Vernichtung könnte bis in den Irak reichen

Zum jetzigen Zeitpunkt ist klar, dass die Fortsetzung dieses Krieges zu einer unumkehrbaren Zerstörung führen wird. So ist beispielsweise die Beschädigung des stromabwärts gelegenen Tabqa-Damms zu vermuten. Der Tabqa-Damm ist sowohl von der Höhe wie auch der Wasserspeicherung um ein Vielfaches größer als der Tişrîn-Damm. Es ist sogar möglich, dass der Tabqa-Damm völlig zerstört wird und eine daraus resultierende riesige Wasserwelle Menschenleben, Infrastruktur sowie ökologisches Leben bis nach Deir ez-Zor und in den Irak vernichtet.

UN muss tätig werden

Die 27 Prinzipien zum „Schutz der Umwelt im Zusammenhang mit bewaffneten Konflikten" (PERAC), die im Dezember 2022 von der UN-Generalversammlung verabschiedet wurden, bilden den grundlegenden Rahmen des internationalen Rechts zur Verhütung der Ausbeutung der Umwelt in Kriegen und bewaffneten Konflikten. Auf dieser Grundlage fordern wir die Vereinten Nationen (UN) und alle zuständigen internationalen Institutionen auf, ihrer Verantwortung gerecht zu werden und Maßnahmen zu ergreifen.

Fluchtursachen verhindern

Wir appellieren auch an die Behörden und Regierungen in Europa: Die Zerstörung des Staudamms würde ein riesiges Gebiet betreffen und Hunderttausende von Menschen vertreiben. In einem solchen Fall wäre eine neue Massenmigration und -flucht, insbesondere in die europäischen Länder, unvermeidlich. Soll die Schaffung einer weiteren gravierenden Fluchtursache vermieden werden, müssen sofort die notwendigen Schritte unternommen werden, um die Angriffe zu stoppen.

Gefahr durch „IS"

Darüber hinaus gibt es in der Region Lager und Gefängnisse, in denen Tausende „IS"-Terroristen und mehrere zehntausend Familienangehörige von der Autonomieverwaltung unter Kontrolle gehalten werden. Im Falle der Zerstörung des Tişrîn-Staudamms und den daraus resultierenden politischen Herausforderungen könnte die Kontrolle über diese Einrichtungen verloren gehen. Wir wollen uns die Sicherheitsrisiken, die in einer solchen Situation entstehen würden, gar nicht erst vorstellen.

Schlüsselrolle der Demokratischen Selbstverwaltung

Angesichts der jüngsten Entwicklungen im syrischen Bürgerkrieg, die zu einem Regimewechsel geführt haben, kommt der Demokratischen Selbstverwaltung von Nord- und Ostsyrien eine Schlüsselrolle für den Entwicklungsprozess eines stabilen und demokratischen Syriens zu.

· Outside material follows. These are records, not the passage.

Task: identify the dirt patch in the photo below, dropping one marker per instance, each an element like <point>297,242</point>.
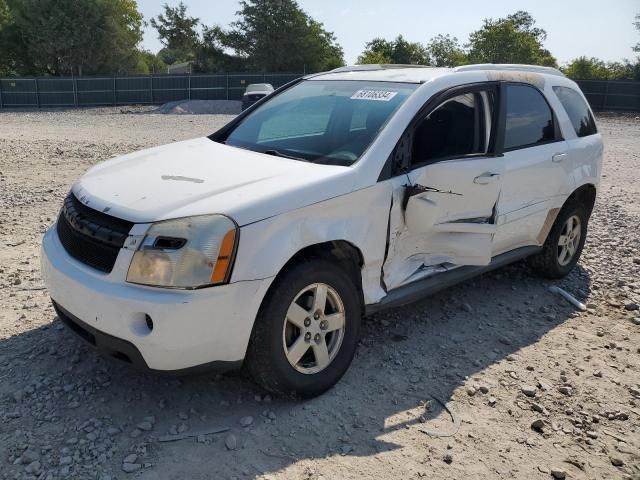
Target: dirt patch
<point>533,386</point>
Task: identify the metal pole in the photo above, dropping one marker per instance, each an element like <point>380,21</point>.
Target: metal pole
<point>37,92</point>
<point>75,90</point>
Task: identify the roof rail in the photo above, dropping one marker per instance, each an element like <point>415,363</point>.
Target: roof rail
<point>512,67</point>
<point>373,67</point>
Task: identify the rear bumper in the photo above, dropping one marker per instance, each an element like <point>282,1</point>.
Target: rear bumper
<point>210,326</point>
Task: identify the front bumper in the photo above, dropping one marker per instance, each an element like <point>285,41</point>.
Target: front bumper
<point>190,328</point>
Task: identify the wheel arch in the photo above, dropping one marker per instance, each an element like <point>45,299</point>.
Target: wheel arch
<point>586,195</point>
<point>341,252</point>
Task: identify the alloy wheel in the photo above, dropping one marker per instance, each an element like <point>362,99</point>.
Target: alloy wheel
<point>314,328</point>
<point>569,240</point>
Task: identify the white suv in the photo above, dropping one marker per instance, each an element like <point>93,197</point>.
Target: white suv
<point>342,194</point>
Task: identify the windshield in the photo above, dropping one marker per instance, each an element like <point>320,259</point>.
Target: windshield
<point>322,121</point>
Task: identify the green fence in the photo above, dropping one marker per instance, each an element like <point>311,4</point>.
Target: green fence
<point>612,95</point>
<point>148,89</point>
<point>603,95</point>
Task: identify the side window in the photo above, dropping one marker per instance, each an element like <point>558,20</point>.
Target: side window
<point>456,128</point>
<point>529,119</point>
<point>577,110</point>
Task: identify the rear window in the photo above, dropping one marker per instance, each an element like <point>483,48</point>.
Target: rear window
<point>529,119</point>
<point>577,110</point>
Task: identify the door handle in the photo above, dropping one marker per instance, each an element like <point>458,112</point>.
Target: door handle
<point>486,178</point>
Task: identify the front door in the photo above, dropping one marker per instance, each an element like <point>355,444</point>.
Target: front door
<point>443,213</point>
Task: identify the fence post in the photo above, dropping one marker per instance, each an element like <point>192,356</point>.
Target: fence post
<point>74,86</point>
<point>37,92</point>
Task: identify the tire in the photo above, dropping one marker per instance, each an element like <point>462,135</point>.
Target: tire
<point>280,324</point>
<point>551,262</point>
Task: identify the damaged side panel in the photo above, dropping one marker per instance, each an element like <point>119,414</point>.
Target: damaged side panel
<point>450,222</point>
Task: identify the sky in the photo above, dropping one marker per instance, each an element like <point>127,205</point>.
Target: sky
<point>593,28</point>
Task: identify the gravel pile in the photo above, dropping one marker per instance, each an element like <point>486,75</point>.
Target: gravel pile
<point>201,107</point>
<point>533,387</point>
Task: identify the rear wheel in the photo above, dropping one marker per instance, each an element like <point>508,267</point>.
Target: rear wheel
<point>565,242</point>
<point>306,332</point>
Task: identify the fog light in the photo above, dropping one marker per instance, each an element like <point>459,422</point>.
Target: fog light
<point>149,322</point>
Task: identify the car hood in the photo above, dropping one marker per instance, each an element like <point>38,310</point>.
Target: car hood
<point>200,176</point>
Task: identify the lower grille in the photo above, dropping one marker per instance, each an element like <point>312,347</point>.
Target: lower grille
<point>89,236</point>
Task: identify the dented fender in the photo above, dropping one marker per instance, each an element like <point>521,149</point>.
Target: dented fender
<point>340,218</point>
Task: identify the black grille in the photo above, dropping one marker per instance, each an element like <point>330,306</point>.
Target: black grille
<point>89,236</point>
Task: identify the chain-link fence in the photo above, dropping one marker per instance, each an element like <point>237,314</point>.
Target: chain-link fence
<point>148,89</point>
<point>603,95</point>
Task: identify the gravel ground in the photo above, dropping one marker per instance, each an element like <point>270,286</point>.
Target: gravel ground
<point>533,388</point>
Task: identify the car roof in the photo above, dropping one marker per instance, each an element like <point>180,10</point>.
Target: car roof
<point>422,74</point>
<point>261,85</point>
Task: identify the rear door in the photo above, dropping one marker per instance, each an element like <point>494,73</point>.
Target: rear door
<point>444,209</point>
<point>537,173</point>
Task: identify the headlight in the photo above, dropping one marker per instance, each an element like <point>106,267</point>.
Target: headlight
<point>188,252</point>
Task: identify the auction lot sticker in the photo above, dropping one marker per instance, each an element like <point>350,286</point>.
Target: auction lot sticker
<point>375,95</point>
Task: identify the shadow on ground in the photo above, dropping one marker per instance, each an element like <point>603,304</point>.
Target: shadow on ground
<point>407,358</point>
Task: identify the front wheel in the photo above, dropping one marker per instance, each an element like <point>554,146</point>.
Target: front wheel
<point>306,333</point>
<point>565,242</point>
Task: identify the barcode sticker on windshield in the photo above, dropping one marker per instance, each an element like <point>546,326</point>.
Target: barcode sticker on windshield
<point>375,95</point>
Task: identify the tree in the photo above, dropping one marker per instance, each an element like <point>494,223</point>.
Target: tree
<point>63,37</point>
<point>398,51</point>
<point>211,53</point>
<point>8,41</point>
<point>584,68</point>
<point>637,25</point>
<point>445,51</point>
<point>149,62</point>
<point>177,32</point>
<point>277,35</point>
<point>514,39</point>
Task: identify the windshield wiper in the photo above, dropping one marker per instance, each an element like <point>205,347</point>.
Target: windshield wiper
<point>277,153</point>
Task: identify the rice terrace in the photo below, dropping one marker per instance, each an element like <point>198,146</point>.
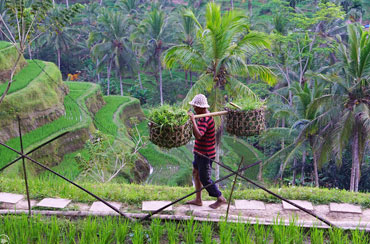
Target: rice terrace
<point>136,121</point>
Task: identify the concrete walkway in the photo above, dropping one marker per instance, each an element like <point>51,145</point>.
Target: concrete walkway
<point>345,215</point>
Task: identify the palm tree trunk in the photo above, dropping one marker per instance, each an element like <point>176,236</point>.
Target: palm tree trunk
<point>58,57</point>
<point>355,162</point>
<point>29,51</point>
<point>108,76</point>
<point>139,74</point>
<point>250,8</point>
<point>120,84</point>
<point>315,168</point>
<point>191,78</point>
<point>160,77</point>
<point>294,171</point>
<point>281,169</point>
<point>303,165</point>
<point>186,78</point>
<point>98,74</point>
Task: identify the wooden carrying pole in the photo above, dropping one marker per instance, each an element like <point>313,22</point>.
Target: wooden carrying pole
<point>215,113</point>
<point>210,114</point>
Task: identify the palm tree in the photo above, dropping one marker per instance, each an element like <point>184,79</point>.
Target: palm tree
<point>113,48</point>
<point>303,114</point>
<point>350,102</point>
<point>188,31</point>
<point>152,31</point>
<point>218,54</point>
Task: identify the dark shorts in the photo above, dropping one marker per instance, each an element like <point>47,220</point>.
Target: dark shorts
<point>204,167</point>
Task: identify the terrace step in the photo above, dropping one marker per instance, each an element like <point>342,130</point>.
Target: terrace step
<point>53,203</point>
<point>101,207</point>
<point>249,205</point>
<point>304,204</point>
<point>155,205</point>
<point>10,197</point>
<point>345,208</point>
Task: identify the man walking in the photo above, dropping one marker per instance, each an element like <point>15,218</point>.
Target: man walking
<point>205,141</point>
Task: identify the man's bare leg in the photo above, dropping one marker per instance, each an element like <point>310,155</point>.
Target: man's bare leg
<point>220,200</point>
<point>198,186</point>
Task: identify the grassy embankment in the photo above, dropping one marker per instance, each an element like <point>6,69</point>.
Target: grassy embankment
<point>135,194</point>
<point>8,56</point>
<point>40,229</point>
<point>107,121</point>
<point>25,76</point>
<point>74,119</point>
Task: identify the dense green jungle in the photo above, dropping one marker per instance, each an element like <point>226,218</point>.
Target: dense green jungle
<point>85,82</point>
<point>97,69</point>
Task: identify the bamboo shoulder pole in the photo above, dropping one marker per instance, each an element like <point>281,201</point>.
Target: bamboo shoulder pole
<point>210,114</point>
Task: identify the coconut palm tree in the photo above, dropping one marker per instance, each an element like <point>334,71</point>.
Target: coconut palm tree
<point>303,114</point>
<point>152,31</point>
<point>350,102</point>
<point>113,46</point>
<point>219,55</point>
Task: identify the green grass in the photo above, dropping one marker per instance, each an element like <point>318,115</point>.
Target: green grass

Daher ist die Annäherung an die autonome Region ein wesentlicher Schritt für den Aufbau einer stabilen Zukunft in Syrien.

Wir möchten auch an die Öffentlichkeit, die für ökologische Fragen sensibel ist, sowie an alle demokratischen Kreise appellieren: Wir sind erneut mit Angriffen der Türkei und ihrer Proxytruppen konfrontiert, die eine Wasserressource zu einer strategischen Waffe gegen die Gesellschaft und die lebendige Natur machen. Die DAANES hat sich in den letzten dreizehn Jahren mit einer demokratischen, ökologischen und frauenbefreienden Perspektive entwickelt. Diese Struktur zu schützen, ist unsere oberste Pflicht. In diesem Sinne rufen wir alle dazu auf, ihre Stimme zu erheben und den Angriffen stärkere Reaktionen folgen zu lassen.

Wir werden unsere Solidarität mit der Demokratischen Selbstverwaltung von Nord- und Ostsyrien, in der demokratisches und ökologisches Bewusstsein ein Grundprinzip ist, weiterhin verteidigen und stärken."

Die Europäische Ökologie-Bewegung für Kurdistan

Die Europäische Ökologie-Bewegung für Kurdistan (Tev-Eko) hat sich neu gegründet. Sie begreift sich in Solidarität mit den Ökologiebewegungen in Kurdistan.